Pożar w tzw. basenie środkowym Biebrzańskiego Parku Narodowego według danych na środę objął ok. 6 tys. ha bagiennych łąk i lasów. Według ocen służb parkowych i strażaków prawie pewne jest, że pożar powstał wskutek wypalania traw.
Wiosenne pożary suchych traw i trzcinowisk są nad Biebrzą co roku, ale trwający obecnie pożar jest największym w historii działalności tego parku.
Jak przekazała w sobotę PSP, w piątek w działania związane z jego gaszeniem zaangażowanych było 300 strażaków wspieranych przez żołnierzy Wojsk Obrony Terytorialnej. W akcji uczestniczyło siedem samolotów Lasów Państwowych, dwa policyjne śmigłowce typu Black Hawk i jeden śmigłowiec straży granicznej.
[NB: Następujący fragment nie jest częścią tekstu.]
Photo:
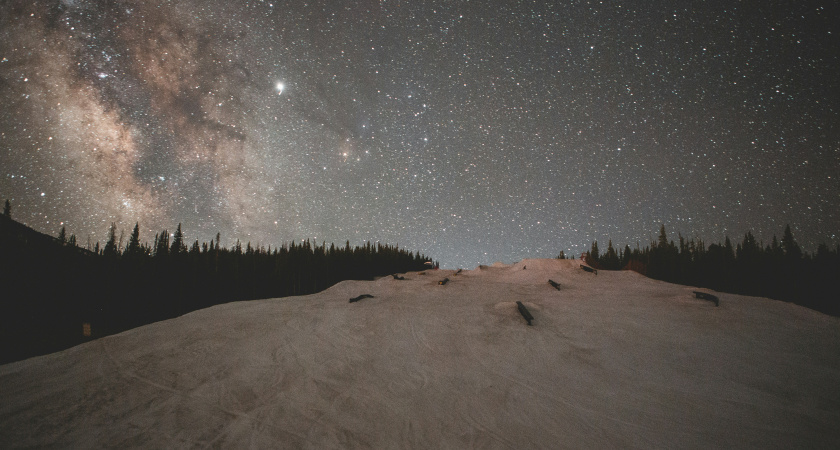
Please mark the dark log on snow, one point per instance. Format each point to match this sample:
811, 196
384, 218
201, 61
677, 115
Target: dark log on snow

"W nocy pogorzelisko nadzorowało ponad 100 strażaków, prowadzono obloty z użyciem termowizji po to, aby zdiagnozować, gdzie mogą być jeszcze ogniska pożaru. Na szczęście pożar nie rozprzestrzenia się na większą powierzchnię, został opanowany. Teraz będzie trwało dogaszanie tych trudnych miejsc" - przekazał Batorski.
Rzecznik PSP poinformował ponadto, że ostatniej doby strażacy wyjeżdżali do różnych zdarzeń w kraju ponad 2,3 tys. razy. Ponad tysiąc z nich stanowiły pożary, w których zginęły dwie osoby.